There is a street named the Champs Elysees, a teeming, broad avenue where you can buy almost anything you want from a wedding dress to a washing machine – if you can afford it. But the shoppers on this street aren’t the well-heeled tourists and fashionistas of Paris. Instead, they are impoverished Syrian refugees of the Zaatari camp in Jordan and their Champs Elysees, named with knowing irony, has sprung up in the midst of a dusty tent and caravan settlement that has grown to become the country’s fourth largest city, with about 129,000 inhabitants.
The goods in the shops along Zaatari’s version of the famous French boulevard usually aren’t the latest style, make or model, but the fact that entrepreneurship defies such difficult circumstances is a testament to the resiliency of the human spirit, according to Madeline Otis Campbell, assistant professor of Urban Studies at WSU. Campbell gave a talk on global migrations and refugee issues with a focus on the Syrian refugee crisis recently as part of Worcester Research Bureau‘s twelfth and final 2015 Fairman Cowan Collegiate Lecture, held in honor of the bureau’s 30th anniversary.
Campbell was joined by associate professor of public relations Dana Janbek of Lasell College. Campbell, Janbek, and Melissa Wall of California State University have made several trips to the Middle East to study the crisis. The researchers will focus next on the domestic counterpart to their Jordanian studies as more Syrians resettle in the Commonwealth.

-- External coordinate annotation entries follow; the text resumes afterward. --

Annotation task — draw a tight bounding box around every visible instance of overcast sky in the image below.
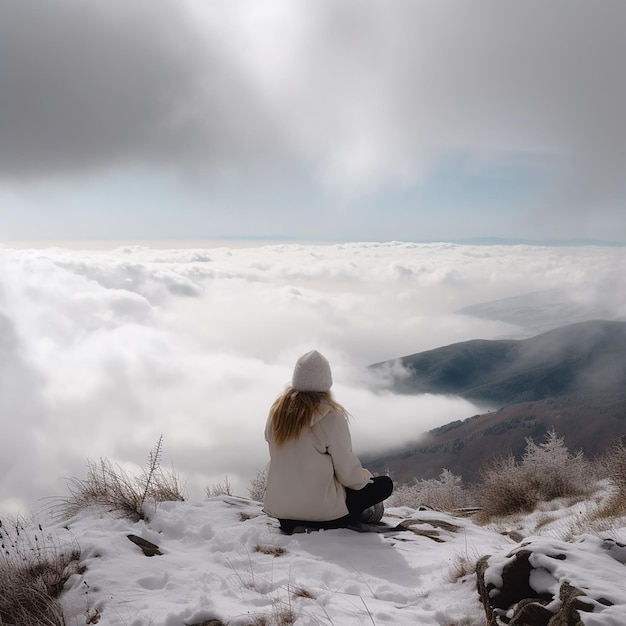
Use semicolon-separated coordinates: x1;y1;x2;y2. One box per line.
0;243;626;516
0;0;626;242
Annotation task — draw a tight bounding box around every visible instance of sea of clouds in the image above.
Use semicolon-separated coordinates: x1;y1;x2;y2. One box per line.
0;243;626;514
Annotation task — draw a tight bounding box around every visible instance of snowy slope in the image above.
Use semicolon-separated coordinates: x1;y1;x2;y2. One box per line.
50;496;626;626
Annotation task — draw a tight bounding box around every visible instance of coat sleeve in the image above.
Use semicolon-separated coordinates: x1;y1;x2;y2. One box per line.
326;413;372;490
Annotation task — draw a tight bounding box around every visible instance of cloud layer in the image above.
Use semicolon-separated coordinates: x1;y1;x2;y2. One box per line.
0;243;626;513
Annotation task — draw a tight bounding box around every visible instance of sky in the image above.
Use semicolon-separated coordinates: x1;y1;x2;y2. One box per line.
0;242;626;516
0;0;626;242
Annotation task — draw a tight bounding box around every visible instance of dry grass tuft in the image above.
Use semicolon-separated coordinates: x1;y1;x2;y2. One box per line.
0;519;80;626
52;437;185;521
254;543;287;556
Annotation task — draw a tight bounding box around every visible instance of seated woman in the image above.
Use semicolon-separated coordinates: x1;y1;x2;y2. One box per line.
264;350;393;534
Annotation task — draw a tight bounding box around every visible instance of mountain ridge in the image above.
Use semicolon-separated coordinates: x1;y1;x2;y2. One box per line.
371;320;626;406
363;320;626;483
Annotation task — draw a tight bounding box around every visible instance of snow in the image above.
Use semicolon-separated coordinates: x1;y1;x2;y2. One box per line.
44;496;626;626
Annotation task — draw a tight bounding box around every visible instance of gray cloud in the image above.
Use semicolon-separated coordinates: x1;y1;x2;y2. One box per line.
0;0;626;215
0;0;286;179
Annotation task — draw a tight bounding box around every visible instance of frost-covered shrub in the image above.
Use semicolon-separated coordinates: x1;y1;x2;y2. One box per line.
248;466;268;502
55;437;185;521
205;476;233;498
476;455;538;520
476;431;592;519
0;519;80;626
599;440;626;517
388;469;468;511
521;430;590;501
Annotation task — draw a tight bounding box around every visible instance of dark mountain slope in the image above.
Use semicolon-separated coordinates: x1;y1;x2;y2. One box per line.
363;393;626;483
372;321;626;405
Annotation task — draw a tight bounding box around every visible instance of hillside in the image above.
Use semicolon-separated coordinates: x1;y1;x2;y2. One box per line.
363;392;626;483
372;321;626;407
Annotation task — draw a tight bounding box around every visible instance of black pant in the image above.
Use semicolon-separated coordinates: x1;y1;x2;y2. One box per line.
278;476;393;534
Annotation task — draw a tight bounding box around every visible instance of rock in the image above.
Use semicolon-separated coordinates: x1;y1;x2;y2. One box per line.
126;535;163;556
476;538;608;626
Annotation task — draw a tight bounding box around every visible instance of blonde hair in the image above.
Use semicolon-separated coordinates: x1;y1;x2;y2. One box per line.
270;387;348;446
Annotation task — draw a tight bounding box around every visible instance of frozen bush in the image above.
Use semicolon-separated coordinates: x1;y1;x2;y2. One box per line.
476;431;590;520
389;469;468;511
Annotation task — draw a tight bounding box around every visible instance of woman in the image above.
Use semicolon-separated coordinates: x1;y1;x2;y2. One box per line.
264;350;393;534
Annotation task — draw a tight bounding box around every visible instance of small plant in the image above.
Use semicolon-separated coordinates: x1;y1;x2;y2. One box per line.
206;476;233;498
0;519;80;626
248;467;268;502
54;437;185;521
389;469;468;511
254;544;287;556
475;430;590;522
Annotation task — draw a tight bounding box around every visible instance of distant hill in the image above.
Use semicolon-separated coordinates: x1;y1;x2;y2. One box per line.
372;320;626;407
362;392;626;483
363;321;626;482
457;288;625;339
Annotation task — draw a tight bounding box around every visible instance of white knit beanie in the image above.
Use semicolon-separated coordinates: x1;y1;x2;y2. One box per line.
291;350;333;391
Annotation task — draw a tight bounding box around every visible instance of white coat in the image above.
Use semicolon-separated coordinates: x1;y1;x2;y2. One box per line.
264;402;372;522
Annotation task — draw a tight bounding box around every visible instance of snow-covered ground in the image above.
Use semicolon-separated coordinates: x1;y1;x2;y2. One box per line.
46;496;626;626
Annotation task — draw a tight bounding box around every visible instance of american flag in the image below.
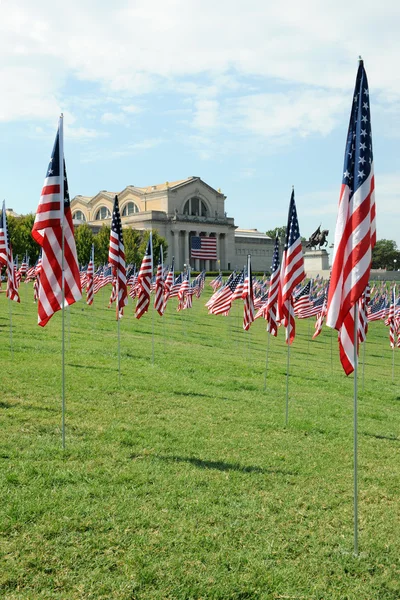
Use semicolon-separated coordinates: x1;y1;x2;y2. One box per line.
1;202;20;302
32;117;82;327
358;285;371;344
265;236;279;337
108;196;128;319
163;257;174;312
191;235;217;260
86;245;94;306
242;254;254;331
278;190;305;344
154;246;164;317
326;60;376;375
135;232;153;319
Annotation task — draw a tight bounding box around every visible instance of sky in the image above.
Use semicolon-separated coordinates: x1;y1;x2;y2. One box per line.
0;0;400;246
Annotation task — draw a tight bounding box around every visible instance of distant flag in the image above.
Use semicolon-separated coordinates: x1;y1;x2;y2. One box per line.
86;244;94;306
0;202;20;302
154;246;164;317
163;257;174;312
32;117;82;327
242;254;254;331
108;196;128;319
326;60;376;375
266;236;279;337
135;232;153;319
278;190;305;344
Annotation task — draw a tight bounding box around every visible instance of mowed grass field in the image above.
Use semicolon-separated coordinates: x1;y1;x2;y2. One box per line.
0;284;400;600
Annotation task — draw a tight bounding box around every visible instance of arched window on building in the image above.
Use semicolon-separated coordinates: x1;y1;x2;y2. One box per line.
72;210;86;221
183;197;208;217
122;202;139;217
94;206;111;221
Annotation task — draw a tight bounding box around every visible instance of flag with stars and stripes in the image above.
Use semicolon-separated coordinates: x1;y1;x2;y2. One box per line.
0;202;20;302
265;236;279;337
135;232;153;319
32;117;82;327
86;244;94;306
154;246;164;317
278;190;305;344
326;60;376;375
108;196;128;319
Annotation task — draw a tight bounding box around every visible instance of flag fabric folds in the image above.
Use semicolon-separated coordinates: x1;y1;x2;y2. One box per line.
32;117;82;327
191;235;217;260
326;60;376;375
135;232;153;319
278;190;305;344
0;202;20;302
108;196;128;319
265;236;279;337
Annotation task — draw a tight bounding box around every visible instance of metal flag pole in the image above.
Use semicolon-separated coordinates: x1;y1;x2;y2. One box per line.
353;302;358;556
264;324;271;392
58;113;65;450
285;332;290;427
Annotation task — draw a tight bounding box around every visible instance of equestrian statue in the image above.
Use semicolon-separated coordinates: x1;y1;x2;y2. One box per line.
306;225;329;250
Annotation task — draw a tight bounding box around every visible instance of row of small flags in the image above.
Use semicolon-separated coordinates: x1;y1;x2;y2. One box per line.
0;60;378;375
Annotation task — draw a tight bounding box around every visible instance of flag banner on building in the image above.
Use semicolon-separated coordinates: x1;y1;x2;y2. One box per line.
108;196;128;319
326;60;376;375
1;202;20;302
32;118;82;327
278;190;305;344
135;232;153;319
191;235;217;260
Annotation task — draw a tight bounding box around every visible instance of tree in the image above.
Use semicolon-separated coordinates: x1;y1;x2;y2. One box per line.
372;240;400;271
94;225;110;266
75;223;94;265
265;225;286;240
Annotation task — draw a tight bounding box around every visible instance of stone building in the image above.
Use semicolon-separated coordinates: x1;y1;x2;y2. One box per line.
71;177;274;271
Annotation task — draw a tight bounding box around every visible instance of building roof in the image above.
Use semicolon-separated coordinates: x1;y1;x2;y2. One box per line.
235;228;272;240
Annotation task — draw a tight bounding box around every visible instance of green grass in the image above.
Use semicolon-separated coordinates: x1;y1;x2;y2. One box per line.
0;285;400;600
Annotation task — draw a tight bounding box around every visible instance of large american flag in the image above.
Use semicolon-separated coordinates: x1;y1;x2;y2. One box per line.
86;245;94;306
108;196;128;319
32;117;82;327
265;236;279;337
242;254;254;331
278;190;305;344
0;202;20;302
326;60;376;375
135;232;153;319
191;235;217;260
154;246;164;317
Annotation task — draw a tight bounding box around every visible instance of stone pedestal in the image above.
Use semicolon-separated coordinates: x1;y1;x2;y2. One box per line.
304;250;329;277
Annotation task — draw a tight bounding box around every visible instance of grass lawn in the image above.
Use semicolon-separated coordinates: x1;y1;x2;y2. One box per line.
0;284;400;600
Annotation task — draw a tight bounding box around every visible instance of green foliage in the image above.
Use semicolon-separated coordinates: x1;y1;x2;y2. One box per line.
7;214;40;265
75;223;94;265
0;282;400;600
372;240;400;271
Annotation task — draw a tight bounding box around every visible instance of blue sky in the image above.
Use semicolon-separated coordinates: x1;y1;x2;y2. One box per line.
0;0;400;246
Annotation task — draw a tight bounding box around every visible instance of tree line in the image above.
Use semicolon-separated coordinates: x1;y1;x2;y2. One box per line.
7;214;168;267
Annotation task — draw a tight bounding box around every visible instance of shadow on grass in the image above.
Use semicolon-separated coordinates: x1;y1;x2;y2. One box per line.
138;454;298;475
363;431;400;442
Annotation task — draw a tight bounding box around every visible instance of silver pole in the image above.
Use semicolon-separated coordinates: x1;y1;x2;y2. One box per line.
353;302;358;556
264;331;271;392
285;338;290;427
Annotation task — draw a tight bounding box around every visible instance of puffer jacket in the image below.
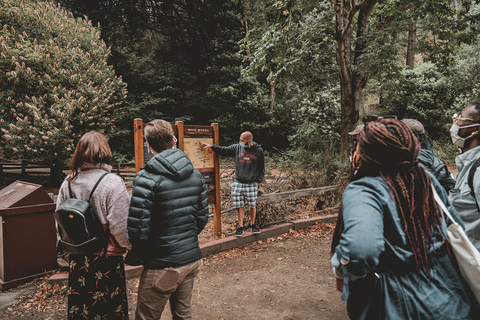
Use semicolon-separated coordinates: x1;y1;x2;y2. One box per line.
128;149;208;269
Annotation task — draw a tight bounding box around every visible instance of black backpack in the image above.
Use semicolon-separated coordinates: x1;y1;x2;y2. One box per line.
467;158;480;211
55;173;110;254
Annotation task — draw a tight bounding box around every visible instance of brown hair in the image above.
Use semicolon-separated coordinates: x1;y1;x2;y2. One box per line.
68;131;112;181
143;119;174;153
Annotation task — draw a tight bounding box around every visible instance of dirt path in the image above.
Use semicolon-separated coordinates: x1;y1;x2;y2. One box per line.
0;224;348;320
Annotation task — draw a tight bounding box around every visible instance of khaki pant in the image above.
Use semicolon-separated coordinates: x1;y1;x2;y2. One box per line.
135;260;202;320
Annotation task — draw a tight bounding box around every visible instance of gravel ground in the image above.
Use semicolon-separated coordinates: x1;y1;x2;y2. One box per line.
0;224;348;320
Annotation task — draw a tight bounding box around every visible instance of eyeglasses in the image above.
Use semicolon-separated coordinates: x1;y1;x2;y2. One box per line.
452;113;480;123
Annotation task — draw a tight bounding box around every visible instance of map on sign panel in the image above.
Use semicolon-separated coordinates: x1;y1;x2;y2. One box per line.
184;137;214;169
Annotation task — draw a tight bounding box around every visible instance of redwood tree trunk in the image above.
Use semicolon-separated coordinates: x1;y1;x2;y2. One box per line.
407;20;417;70
332;0;377;157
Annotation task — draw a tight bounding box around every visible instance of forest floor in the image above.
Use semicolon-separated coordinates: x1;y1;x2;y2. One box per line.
0;223;348;320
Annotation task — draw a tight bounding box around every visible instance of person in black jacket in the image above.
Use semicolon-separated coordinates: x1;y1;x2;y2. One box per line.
402;118;455;194
201;131;265;237
126;120;208;320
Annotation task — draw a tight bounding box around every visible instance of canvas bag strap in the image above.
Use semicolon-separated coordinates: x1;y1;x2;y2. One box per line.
68;180;76;199
432;185;458;225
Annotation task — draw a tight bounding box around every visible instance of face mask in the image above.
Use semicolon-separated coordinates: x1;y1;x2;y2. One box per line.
450;123;480;149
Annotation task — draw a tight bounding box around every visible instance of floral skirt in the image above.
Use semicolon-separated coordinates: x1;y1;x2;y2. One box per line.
68;254;128;320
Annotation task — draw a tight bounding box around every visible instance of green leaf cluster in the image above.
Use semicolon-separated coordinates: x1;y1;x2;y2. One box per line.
0;0;127;158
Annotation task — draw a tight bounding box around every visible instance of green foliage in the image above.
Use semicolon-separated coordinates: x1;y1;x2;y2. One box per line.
243;1;340;150
433;138;459;166
0;0;126;157
383;63;453;138
382;33;480;139
57;0;271;153
285;145;351;189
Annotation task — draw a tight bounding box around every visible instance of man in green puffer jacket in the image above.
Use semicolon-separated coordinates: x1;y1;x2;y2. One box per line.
127;120;208;320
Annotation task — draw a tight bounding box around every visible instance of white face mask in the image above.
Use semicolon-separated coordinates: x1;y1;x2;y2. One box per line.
450;123;480;148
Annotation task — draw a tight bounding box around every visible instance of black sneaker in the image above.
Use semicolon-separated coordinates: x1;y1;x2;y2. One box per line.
235;227;245;237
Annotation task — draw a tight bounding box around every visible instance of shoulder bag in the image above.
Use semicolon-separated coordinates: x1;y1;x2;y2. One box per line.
432;185;480;302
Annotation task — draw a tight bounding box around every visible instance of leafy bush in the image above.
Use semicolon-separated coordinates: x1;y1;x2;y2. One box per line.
383;63;453;138
0;0;126;158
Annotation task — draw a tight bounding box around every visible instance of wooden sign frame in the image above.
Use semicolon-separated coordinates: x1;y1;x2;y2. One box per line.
133;118;222;235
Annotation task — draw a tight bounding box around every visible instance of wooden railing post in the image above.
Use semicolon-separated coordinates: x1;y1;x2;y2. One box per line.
133;118;144;173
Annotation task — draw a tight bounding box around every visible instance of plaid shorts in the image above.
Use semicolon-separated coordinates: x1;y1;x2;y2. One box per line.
230;181;258;208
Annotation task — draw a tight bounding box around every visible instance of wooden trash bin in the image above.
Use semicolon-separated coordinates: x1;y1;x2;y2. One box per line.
0;180;58;290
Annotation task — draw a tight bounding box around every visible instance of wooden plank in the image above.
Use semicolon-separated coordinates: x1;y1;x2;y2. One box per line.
133;118;145;173
211;122;222;235
257;184;340;203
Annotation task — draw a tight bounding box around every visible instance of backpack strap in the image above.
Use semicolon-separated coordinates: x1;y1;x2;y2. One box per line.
88;172;108;202
68;180;76;199
468;158;480;211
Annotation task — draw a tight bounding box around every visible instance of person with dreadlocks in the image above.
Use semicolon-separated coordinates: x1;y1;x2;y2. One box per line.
331;119;472;320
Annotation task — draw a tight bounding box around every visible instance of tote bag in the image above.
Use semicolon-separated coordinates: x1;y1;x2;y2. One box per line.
432;186;480;302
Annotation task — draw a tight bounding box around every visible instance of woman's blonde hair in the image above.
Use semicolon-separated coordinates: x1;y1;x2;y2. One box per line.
143;119;174;153
68;131;112;181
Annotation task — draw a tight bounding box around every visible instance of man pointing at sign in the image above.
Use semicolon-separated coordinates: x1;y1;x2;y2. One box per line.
200;131;265;237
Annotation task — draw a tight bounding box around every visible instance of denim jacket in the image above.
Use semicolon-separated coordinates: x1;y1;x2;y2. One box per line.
450;146;480;250
331;175;470;320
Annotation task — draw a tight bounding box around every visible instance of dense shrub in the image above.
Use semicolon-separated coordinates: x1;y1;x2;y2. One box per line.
0;0;126;158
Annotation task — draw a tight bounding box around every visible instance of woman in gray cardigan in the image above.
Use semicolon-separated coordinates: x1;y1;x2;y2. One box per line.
57;131;130;319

“This is not the first refugee crisis and chances are it’s not the last, but it’s certainly the largest of our time,” said Janbek, who was born in Jordan and lived there until she left to enter college in Louisville, Ky., when she was 17. “It’s not easy to find the right words to describe the magnitude of the problem,” she said.
To give an idea of its extent, Janbek said half of the population of Syria has been resettled over the last four years. About 7 million people have moved to another location within Syria and about 4 million of them have gone to neighboring countries. Turkey, Lebanon and Jordan have taken in the most, together more than 3.5 million refugees.
For context, Janbek asked the audience to imagine all the people of Canada moving down into the United States. That would increase the population of this country by 10 percent and have a huge impact on the economy, unemployment, healthcare and food and water resources. The kindly perception most Americans have of Canadians likely would sour very quickly.
“This is an example of what has happened in Jordan,” Janbek said.
The United States is slated to take in 10,000 refugees, which has ignited heated debate even though that number pales in comparison with the magnitude of the crisis as it is being experienced in the Middle East.
In addition to describing conditions of the camps, Campbell and Janbek discussed their research into how refugees use cell phones as a means of communicating. The cell phone is both an emblem of economic globalization and a response on the part of refugees who desperately need information: on the source of their own aid, on what is happening back in Syria, and on how family members back home are faring. They seek this information amid a state of constant instability and insecurity – a situation Campbell calls “information precarity.” (Read more about this research.)
As aid agencies such as the united Nations High Command for Refugees (UNHCR) find themselves stretched ever more thinly, refugees continue to try to make the best of a worsening situation. The many small shops that have sprung up on the main street in Zaatari include a pet shop, a store that sells and rents wedding dresses, places to buy groceries, appliances and just about anything else, including the vital cell phones. There is even a computer lab. Although there is no Internet connection, refugees can play video games there for a fee, to help pass the time.
“The Champs Elysees is an amazing sight to behold and it’s all unregulated,” Campbell said. “The UNHCR and Jordanian government turn a blind eye to this informal economy because they realize that very limited and dwindling mount of support that refugees receive from the state and international organizations is insufficient to make a livelihood so the informal economy is really the only way that people are able to make a living.”
Janbek sees the impromptu economic activity as a sign that humans will strive to overcome unfavorable conditions, even those as harsh and protracted as they have been in the camps.
“What all of this really demonstrates is the resiliency of the human spirit as all these refugees are put in a community with difficult circumstances yet nevertheless they’re trying to recreate some aspect of the life they had back home by creating jobs for themselves, by getting married, by having children – all these aspects of life are continuing on,” she said.